Expanding the Parameters of Feminist Artivism by Gillian Hannum,Kyunghee Pyun Pdf
This book explores the work and careers of women, trans, and third-gender artists engaged in political activism. While some artists negotiated their own political status in their indigenous communities, others responded to global issues of military dictatorship, racial discrimination, or masculine privilege in regions other than their own. Women, trans, and third-gender artists continue to highlight and challenge the disturbing legacies of colonialism, imperialism, capitalism, communism, and other political ideologies that are correlated with patriarchy, primogeniture, sexism, or misogyny. The book argues that solidarity among such artists remains valuable and empowering for those who still seek legitimate recognition in art schools, cultural institutions, and the history curriculum.

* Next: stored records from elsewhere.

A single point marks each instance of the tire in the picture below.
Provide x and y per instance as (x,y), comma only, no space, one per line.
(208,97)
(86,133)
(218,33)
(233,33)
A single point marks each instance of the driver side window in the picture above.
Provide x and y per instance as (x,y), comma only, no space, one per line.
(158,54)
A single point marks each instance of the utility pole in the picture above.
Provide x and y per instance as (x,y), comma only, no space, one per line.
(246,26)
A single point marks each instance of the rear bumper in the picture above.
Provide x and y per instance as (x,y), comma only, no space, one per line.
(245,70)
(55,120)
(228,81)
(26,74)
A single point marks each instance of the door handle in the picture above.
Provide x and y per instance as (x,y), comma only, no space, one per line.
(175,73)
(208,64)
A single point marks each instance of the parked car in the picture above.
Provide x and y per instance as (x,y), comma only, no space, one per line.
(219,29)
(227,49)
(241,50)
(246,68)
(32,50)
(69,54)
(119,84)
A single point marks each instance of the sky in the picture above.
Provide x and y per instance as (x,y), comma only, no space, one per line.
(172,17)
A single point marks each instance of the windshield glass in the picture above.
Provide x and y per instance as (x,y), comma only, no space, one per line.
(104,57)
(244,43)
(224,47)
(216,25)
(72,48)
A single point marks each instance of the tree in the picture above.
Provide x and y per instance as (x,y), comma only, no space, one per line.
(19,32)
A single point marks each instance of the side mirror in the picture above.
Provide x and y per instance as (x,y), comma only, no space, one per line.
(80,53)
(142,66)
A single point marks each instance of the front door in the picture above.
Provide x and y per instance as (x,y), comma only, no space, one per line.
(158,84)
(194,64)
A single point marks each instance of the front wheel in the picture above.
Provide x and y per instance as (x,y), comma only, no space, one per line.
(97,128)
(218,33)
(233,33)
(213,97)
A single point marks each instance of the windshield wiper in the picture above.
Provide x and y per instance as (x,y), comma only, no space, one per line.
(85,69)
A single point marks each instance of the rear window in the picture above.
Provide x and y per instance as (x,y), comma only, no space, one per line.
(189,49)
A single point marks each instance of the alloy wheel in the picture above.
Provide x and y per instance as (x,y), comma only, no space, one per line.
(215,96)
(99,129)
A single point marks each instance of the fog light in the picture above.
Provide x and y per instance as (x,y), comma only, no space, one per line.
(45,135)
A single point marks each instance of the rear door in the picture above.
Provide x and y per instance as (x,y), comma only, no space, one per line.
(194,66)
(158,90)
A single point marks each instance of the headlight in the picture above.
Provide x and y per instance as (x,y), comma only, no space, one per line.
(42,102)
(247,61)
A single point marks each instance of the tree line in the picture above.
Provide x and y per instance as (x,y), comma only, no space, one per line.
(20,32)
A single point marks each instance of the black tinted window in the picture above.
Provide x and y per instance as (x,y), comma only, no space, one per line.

POSTMODERNISM AND AESTHETICS: COLLIDE OR STEER? by Kyunghee Pyun Pdf
Postmodernism and Aesthetics: Collide or Steer presents twenty-two artists who were awardees of the contemporary visual art competition by the AHL Foundation. All of them spent their youth in the 1990s as immigrant artists or as fine art students studying-abroad in the United States. While postmodernism gained momentum in South Korea during an economic boom in the 1990s, a milieu of fine arts departments at major universities as well as art markets in Seoul, still maintained a purity of high modernism in abstract painting. Organized by curator and professor Kyunghee Pyun at the Fashion Institute of Technology, this exhibition overviews the current status of twenty-two artists from Korea living and working in the United States. The show divided artists and their works into most popular binary themes of postmodernism and high modernism such as appropriation/originality; local/ international; simulacra/real; banal/avant-garde; and personal/universal.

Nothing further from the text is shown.